The benefits that SIPs have offered to the investors in the past 4 – 5 years have been enough to make them the most preferred investment mode in India. While the fact that they come across as a less risky, less demanding of investor’s time only fuels the growth and demand from among the group of young investors.
But irrespective of how advantageous the famous mode of investment is, there are people who are still not able to make the most of them in terms of returns.
The lack of knowledge in terms of how to maximize returns on SIPs leads to a situation where investors are not able to make a lot of profit, thus driving them away from investing in SIPs altogether.
In this article, we will be looking into the ways investors can maximize their SIP returns, which would help give them an idea into the steps that they need to take to take advantage of SIPs up to its full potential.
- Stay Invested for the long-term
The biggest mistake that amateur investors make is that they remain invested in SIPs when the market is high but as soon as the market lowers they take their investment out. Basically, they treat SIPs like a stock market investment.
Remaining invested throughout the market cycle helps investors even out market volatility while enabling them to bank on the benefit of low price.
By leaving the investment in a time of a down market, you let go of the benefits that purchase of additional mutual funds unit as the per-unit price lowers as the markets crash. These same additional units can offer you a lot of advantages when the market rises again.
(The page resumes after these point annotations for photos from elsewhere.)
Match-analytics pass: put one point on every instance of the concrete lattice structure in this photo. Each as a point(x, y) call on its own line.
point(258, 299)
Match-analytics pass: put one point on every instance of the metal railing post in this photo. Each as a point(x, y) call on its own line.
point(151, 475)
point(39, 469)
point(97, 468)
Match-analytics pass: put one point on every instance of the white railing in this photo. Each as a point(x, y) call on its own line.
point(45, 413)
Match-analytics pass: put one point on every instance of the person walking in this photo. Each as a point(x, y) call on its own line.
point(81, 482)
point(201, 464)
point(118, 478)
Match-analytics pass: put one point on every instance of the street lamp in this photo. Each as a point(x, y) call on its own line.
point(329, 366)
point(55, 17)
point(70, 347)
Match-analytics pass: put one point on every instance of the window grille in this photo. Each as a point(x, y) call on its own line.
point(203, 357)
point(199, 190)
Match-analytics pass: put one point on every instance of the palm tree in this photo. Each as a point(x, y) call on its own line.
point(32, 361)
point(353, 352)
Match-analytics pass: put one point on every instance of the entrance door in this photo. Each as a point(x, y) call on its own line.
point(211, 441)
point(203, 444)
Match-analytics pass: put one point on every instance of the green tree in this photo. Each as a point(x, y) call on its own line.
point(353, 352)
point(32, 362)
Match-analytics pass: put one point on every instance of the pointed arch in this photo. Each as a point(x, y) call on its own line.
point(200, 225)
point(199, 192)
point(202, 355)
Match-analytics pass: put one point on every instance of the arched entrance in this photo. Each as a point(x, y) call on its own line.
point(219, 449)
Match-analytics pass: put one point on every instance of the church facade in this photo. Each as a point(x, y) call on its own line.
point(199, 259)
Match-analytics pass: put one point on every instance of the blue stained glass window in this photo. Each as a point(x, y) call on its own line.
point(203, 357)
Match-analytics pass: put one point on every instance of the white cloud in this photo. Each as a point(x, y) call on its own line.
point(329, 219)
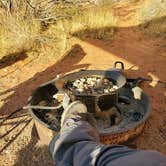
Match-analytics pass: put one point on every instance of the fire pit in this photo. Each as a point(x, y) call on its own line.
point(119, 113)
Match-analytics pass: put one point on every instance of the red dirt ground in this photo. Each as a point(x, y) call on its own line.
point(142, 55)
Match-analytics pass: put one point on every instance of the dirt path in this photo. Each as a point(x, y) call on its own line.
point(143, 56)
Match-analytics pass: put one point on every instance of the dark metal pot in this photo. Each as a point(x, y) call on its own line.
point(99, 101)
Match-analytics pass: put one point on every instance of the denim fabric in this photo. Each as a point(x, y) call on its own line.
point(77, 145)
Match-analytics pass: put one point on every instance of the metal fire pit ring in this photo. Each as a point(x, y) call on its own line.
point(46, 132)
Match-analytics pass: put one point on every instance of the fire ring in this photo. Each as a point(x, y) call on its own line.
point(133, 111)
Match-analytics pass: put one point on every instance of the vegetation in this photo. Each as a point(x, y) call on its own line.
point(47, 28)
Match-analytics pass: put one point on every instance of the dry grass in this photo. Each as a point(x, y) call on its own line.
point(48, 29)
point(152, 14)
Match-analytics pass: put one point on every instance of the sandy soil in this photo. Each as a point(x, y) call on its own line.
point(142, 55)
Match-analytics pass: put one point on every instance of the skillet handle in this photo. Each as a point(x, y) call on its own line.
point(121, 65)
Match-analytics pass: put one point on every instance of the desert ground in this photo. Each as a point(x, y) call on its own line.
point(143, 56)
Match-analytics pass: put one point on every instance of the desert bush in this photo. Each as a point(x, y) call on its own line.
point(48, 27)
point(152, 17)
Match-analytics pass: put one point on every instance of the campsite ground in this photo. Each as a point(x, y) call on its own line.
point(143, 56)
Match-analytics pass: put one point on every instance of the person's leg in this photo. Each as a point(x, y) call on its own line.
point(77, 144)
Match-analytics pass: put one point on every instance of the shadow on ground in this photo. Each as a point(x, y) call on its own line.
point(34, 154)
point(12, 58)
point(140, 50)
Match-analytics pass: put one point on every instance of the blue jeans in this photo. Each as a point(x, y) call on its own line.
point(77, 144)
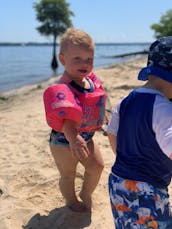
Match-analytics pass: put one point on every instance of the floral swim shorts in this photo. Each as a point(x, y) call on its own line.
point(139, 205)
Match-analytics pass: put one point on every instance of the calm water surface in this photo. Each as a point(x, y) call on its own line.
point(24, 65)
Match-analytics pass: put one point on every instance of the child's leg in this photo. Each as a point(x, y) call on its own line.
point(93, 168)
point(66, 165)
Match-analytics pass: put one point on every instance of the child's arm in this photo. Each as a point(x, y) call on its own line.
point(112, 140)
point(77, 144)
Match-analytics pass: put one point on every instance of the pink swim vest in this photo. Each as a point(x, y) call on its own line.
point(62, 101)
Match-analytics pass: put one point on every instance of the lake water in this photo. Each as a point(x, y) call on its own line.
point(25, 65)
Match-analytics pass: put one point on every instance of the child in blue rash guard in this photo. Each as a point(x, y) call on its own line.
point(140, 133)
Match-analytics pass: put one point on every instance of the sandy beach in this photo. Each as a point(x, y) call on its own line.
point(29, 192)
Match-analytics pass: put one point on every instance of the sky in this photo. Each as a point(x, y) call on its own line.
point(105, 20)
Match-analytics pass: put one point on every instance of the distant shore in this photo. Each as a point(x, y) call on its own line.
point(24, 89)
point(29, 191)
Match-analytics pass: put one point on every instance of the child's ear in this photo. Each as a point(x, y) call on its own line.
point(61, 58)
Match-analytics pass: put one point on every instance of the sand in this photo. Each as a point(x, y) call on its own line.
point(29, 192)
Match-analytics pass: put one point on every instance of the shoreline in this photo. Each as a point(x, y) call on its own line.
point(29, 191)
point(4, 95)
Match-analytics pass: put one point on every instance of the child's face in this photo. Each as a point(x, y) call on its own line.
point(77, 61)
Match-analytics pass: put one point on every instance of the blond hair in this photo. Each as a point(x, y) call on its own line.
point(76, 37)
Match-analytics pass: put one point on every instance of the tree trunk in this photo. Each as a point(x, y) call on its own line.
point(54, 63)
So, the right thing for you to do is hold on to the funds till the market makes a full cycle – an event that typically happens in 3 years.
- Hold Good Number of Mutual Funds in the Portfolio
You should always aim for diversification when investing in SIP. While we don’t advise investing in more than 5 SIP plans at any given point of time, we would recommend you to invest in at least 3 – 4 SIP plans by equally dividing the money you have kept away in name of investmently.
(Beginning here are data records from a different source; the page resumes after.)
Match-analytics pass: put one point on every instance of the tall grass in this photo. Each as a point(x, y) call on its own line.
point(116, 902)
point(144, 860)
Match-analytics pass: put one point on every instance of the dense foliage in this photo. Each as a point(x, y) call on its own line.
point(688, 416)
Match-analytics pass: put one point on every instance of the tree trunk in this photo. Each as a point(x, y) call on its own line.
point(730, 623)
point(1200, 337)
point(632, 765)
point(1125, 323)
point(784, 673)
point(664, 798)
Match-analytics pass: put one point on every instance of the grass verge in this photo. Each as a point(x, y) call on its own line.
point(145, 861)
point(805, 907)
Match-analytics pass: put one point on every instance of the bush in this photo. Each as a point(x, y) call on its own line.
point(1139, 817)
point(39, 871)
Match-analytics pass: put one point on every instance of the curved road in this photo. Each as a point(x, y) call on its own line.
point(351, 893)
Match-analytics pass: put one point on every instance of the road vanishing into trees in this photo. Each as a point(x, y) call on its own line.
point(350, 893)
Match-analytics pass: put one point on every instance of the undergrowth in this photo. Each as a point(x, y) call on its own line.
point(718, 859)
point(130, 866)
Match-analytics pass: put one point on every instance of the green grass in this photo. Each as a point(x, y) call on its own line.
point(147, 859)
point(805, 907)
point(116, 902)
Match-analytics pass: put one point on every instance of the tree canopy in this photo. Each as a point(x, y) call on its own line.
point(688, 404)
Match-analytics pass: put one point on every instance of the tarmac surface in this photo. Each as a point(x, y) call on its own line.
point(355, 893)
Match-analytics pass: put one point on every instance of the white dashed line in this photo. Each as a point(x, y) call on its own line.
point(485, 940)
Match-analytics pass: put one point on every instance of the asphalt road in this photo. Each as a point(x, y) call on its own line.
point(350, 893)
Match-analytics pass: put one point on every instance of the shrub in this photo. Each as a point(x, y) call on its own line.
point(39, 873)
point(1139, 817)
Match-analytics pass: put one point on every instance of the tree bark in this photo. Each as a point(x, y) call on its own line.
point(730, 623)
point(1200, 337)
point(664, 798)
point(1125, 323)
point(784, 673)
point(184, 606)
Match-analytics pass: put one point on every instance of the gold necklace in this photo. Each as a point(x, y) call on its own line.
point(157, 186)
For example – If you have Rs. 6,000 to start SIP, instead of putting all your money into one scheme, invest Rs. 1,500 in four high performing Mutual Funds like HDFC SIP, Axis SIP, SBI Sip, and ICICI Mutual Funds. Doing this will help you maintain some diversification in your portfolio.
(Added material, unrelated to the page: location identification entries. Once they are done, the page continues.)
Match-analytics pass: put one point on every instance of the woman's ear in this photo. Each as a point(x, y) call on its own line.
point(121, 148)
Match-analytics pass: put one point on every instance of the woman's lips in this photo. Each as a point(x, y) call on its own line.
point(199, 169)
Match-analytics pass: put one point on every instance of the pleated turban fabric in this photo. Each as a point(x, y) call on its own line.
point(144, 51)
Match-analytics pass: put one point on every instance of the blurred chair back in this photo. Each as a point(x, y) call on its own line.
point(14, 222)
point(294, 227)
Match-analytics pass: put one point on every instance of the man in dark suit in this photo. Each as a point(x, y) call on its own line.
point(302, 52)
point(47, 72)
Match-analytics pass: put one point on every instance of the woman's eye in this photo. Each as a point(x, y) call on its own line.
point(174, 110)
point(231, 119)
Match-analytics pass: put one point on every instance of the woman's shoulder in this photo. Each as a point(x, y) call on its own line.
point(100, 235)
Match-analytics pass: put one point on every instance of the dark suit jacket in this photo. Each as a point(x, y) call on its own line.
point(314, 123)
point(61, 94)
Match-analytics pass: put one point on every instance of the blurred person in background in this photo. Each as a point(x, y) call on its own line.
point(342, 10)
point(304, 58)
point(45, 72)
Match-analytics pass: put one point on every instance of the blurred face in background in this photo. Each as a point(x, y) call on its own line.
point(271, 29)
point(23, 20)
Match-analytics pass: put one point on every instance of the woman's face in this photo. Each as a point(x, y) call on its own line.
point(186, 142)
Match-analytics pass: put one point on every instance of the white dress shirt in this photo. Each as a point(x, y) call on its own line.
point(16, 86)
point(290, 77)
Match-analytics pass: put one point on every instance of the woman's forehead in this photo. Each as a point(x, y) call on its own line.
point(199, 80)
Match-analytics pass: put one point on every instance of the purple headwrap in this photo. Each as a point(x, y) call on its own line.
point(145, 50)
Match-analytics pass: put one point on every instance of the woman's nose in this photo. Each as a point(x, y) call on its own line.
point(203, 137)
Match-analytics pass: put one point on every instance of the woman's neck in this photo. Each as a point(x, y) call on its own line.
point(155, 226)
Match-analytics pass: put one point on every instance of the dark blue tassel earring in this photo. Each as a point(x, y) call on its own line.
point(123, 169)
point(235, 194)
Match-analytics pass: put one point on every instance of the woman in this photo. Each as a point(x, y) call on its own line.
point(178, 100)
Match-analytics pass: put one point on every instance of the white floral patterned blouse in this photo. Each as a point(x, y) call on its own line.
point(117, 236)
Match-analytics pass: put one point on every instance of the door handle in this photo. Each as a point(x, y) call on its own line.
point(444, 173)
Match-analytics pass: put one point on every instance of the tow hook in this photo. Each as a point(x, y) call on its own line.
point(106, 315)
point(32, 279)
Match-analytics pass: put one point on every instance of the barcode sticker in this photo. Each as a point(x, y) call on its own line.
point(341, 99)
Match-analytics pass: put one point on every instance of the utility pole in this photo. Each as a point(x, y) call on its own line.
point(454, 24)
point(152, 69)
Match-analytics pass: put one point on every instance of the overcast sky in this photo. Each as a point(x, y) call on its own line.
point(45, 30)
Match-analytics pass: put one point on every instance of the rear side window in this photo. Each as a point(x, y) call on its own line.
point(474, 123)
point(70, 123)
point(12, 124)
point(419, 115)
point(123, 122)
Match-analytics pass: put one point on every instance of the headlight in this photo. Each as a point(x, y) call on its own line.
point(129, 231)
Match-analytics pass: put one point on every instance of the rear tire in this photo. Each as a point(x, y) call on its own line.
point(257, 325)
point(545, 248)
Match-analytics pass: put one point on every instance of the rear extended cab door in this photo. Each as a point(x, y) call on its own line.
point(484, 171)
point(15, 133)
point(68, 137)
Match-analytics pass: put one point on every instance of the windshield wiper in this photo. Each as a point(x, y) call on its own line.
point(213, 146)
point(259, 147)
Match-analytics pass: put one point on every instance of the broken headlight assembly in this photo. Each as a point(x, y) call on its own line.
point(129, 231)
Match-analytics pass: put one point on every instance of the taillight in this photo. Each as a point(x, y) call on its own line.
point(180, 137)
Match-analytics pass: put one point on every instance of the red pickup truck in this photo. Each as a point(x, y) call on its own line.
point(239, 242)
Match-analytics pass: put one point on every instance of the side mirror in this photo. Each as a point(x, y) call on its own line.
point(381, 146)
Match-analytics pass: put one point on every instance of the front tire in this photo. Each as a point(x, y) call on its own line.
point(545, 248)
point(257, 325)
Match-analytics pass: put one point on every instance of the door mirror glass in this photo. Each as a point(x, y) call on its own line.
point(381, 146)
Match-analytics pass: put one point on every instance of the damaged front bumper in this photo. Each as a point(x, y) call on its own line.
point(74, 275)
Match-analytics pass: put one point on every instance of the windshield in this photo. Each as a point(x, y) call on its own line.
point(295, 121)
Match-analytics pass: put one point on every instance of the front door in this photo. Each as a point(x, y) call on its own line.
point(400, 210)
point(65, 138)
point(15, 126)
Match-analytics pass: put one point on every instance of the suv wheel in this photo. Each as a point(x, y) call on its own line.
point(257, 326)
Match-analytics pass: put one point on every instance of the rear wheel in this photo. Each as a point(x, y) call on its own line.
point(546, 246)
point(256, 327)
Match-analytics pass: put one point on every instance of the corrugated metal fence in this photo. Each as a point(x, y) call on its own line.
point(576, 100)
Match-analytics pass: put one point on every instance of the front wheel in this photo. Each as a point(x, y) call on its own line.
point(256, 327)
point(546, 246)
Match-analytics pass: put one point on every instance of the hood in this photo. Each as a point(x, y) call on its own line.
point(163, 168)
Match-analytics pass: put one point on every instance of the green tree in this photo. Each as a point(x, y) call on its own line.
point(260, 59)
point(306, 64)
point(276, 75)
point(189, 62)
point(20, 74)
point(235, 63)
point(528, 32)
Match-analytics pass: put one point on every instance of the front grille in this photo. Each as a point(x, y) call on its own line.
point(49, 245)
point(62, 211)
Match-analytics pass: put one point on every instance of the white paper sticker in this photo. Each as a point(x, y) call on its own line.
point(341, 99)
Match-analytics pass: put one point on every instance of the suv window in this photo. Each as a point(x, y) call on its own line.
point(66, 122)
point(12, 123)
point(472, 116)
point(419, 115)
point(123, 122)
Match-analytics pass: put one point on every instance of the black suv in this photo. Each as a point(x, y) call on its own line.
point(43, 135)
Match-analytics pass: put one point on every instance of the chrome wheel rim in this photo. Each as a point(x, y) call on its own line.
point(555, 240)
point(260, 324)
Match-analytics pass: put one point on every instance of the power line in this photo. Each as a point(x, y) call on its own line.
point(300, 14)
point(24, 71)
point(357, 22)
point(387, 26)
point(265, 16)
- Increase Investment Amount
Why should you keep your SIP constant when clearly nothing is constant in life? Increase the amount you invest in SIPs with an increase in your savings.
It is not necessary to add another SIP plan in your portfolio with your increased investment amount. You can even increase the amount of investment in the present portfolio.
This step-up approach comes in handy when adjusting the returns in a time of inflation. Suppose you are investing Rs. 5,000 every month in HDFC Mutual Fund and then you increment it 10%. Now, in 10 years, you will get Rs. 16.87 Lakhs rather than Rs. 11.61 Lakhs you would’ve earned without a step-up SIP.
So, you should always aim at increasing your SIP amount as your income grows by activating a step-up SIP.
- Keep Different Dates for SIP Investment
Market volatility has a direct impact on how your mutual fund performs. In order to remove the risk, you should fix your SIP date on different time of the month, this way if the market goes down on one date only one of your SIP Plan’s returns will get affected.
So, if you are suppose invested in 5 SIPs, divide the dates like 1st, 10th, 15th, 25th, and 30th of every month.